A3 – It’s unclear from your question what steps you’ve already taken, but I assume you have spoken to the school staff about your concerns. If so, contact the school again, tell them the situation is still unresolved and ask to set up a meeting with relevant pastoral staff, you and your daughter. At that meeting, talk through what has happened, how your daughter is feeling, and discuss what steps both she and the school can take to help to address the issues and to move forward. The school should take responsibility for dealing with the individuals accused of bullying. You also need to recognise that your daughter needs to develop strategies for dealing with such situations (which may not be confined to the world of school – this is a skill set she will need for life) so that you work to build her resilience too. If the perpetrators are other girls, see also the ‘Girls’ Bullying’ section on this website and perhaps track down some of the work of Val Besag, which you may find helpful.

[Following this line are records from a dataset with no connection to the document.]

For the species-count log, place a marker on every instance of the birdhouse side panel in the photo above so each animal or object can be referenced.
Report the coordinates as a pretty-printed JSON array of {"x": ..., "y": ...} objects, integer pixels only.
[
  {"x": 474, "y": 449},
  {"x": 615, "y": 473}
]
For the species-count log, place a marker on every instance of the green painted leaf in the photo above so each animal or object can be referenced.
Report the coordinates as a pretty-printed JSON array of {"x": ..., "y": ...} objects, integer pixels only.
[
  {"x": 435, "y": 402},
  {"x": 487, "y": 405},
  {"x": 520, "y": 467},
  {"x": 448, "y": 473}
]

Q4 – My daughter is finding it difficult to settle at her new school. I don’t know what to do to help her. Do you have any tips?
A4 – The first thing you need to try to establish is exactly why is she unsettled and unhappy. If this is a house move and she is coping with a lot of change, the issue may be general adjustment and not specifically to do with school (although she may feel it is). If she has moved from one type of school to another (for example primary to secondary school), it may be the size of the school and the difference in routines, such as having so many different teachers and needing to take increased responsibility for personal organisation, which she is finding challenging. Does she feel out of her depth academically and so need more support with schoolwork? Or is this all about friendships, which girls tend to feel considerably more anxious about than boys at this stage? It is important that you encourage your daughter to talk about exactly when she feels most anxious – is it the journey to school? Deciding who to sit with and talk to when she arrives each day? How she spends her break and lunchtime? Homework? Then talk to the school staff and enlist their support. If they are aware of exactly how she is feeling, they will be better able to help her – perhaps by allocating her a ‘buddy’, an individual pupil who can take particular responsibility for looking after her until she has found her feet. Don’t give up – and don’t be tempted to let her stay home to avoid the problem. With your support, and the school’s, she can get through this.

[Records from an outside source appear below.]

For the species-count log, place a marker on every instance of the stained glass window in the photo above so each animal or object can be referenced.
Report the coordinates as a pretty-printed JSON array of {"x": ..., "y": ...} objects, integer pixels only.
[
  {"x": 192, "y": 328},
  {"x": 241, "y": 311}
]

Q5 – My daughter has fallen in with the wrong crowd and we constantly argue about this. How can I get through to her?
A5 – You need to be able to identify why you feel this is ‘the wrong crowd’ and to try to see how your daughter’s perception, and yours, might differ. How well do you know them and is there any way you can get to know them better? If you do get to know them better and you still feel they have a negative influence on her, all you can do is explain to your daughter, as unemotionally as you can, the nature of your concerns. If her friendship with the group is making her unhappy or putting her at risk in some way, then she may be receptive to what you have to say. If neither of these is true, then ask yourself why you are so worried. Difficult though it may be to accept, parents can’t dictate their children’s friendship choices, much as they might like to. This is her life and she has to make her own decisions, and sometimes her own mistakes. All a loving and responsible parent can do, like a good school, is to give children a framework within which to make these choices, decisions and mistakes, and support them when they get things wrong. You will love her anyway. Just make sure she knows this.